This rotating air, created by speed shear and directional shear, are lifted into the convective storm to develop a mesocyclone, which is a cyclonic flowing column of air within the thunderstorm. That is, counter-clockwise flowing air (in the northern hemisphere) being lifted into the storm cause the the storm to take on supercell characteristics. A thunderstorm with a persistent mesocyclone is considered a supercell thunderstorm. Sometimes, a supercell thunderstorm takes on very amazing features, like this tornado warned supercell near West Point, Nebraska in 2013.
Once the supercell storm is matured, meaning that precipitation is reaching the ground, a few things start to take place. First, , as the precipitation begins to fall to the surface, the momentum of the falling rain drops begin to cause the air from higher up in the storm updraft to accelerate downward along with the rain. As this rain reaches the earths surface bringing down the air from aloft, a baroclonic boundary is formed, known by storm chasers and scientists as downdraft. You may even start to see lightning in the storm, too.

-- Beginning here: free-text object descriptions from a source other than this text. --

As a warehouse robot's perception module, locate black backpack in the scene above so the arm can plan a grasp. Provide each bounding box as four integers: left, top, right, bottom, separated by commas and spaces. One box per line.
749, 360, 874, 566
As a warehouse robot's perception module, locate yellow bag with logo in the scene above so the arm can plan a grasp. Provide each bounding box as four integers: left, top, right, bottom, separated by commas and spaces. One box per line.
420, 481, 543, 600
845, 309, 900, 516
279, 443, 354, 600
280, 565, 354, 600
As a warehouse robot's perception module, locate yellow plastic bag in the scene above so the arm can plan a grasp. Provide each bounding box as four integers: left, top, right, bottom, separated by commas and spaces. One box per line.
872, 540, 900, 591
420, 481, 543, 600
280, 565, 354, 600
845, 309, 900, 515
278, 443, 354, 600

Supercell thunderstorms have two types of downdrafts without any sort of gap in between them. Rear-Flank Downdraft (RFD), located at the rear or western side of a supercell, and Forward-Flank Downdraft (FFD), usually north and north east of the mesocyclone updraft. They are part of the same descending air but the names are derived from their location relative to the storm updraft. This falling/sinking air is thought to have a significant role in tornadogenesis. In most cases, the FFD now causes the rotating storm to ingest cooler and drier air. In turn, as this inflow air is ingested into the base of the rotating updraft, the ambient temperature(s) are cooled to the dew point. This is often when the “wall cloud” becomes visible.
How can you find a mesocyclone? Typically, the best detection of mesocyclone formation is Doppler radar that shows wind velocities within a thunderstorm.
Storm Relative Velocity with highlighted mesocyclones.
Now the stage is set for tornadogenesis. Keep in mind that fewer than 20% of all supercells actually develop tornadoes so just because you can find a mesocyclone on radar or you see a wall cloud while you are out spotting or chasing, does not mean that you will actually see a tornado.
If all conditions are achieved and no outside disturbances occur, a tornado can likely develop from the above conditions. The actual process of tornadogenesis is still, for the most part, unknown. However, what we do know at this point in time is that a supercell feature known as rear-flank downdraft (RFD) has a lot to do with tornado formation than previously thought.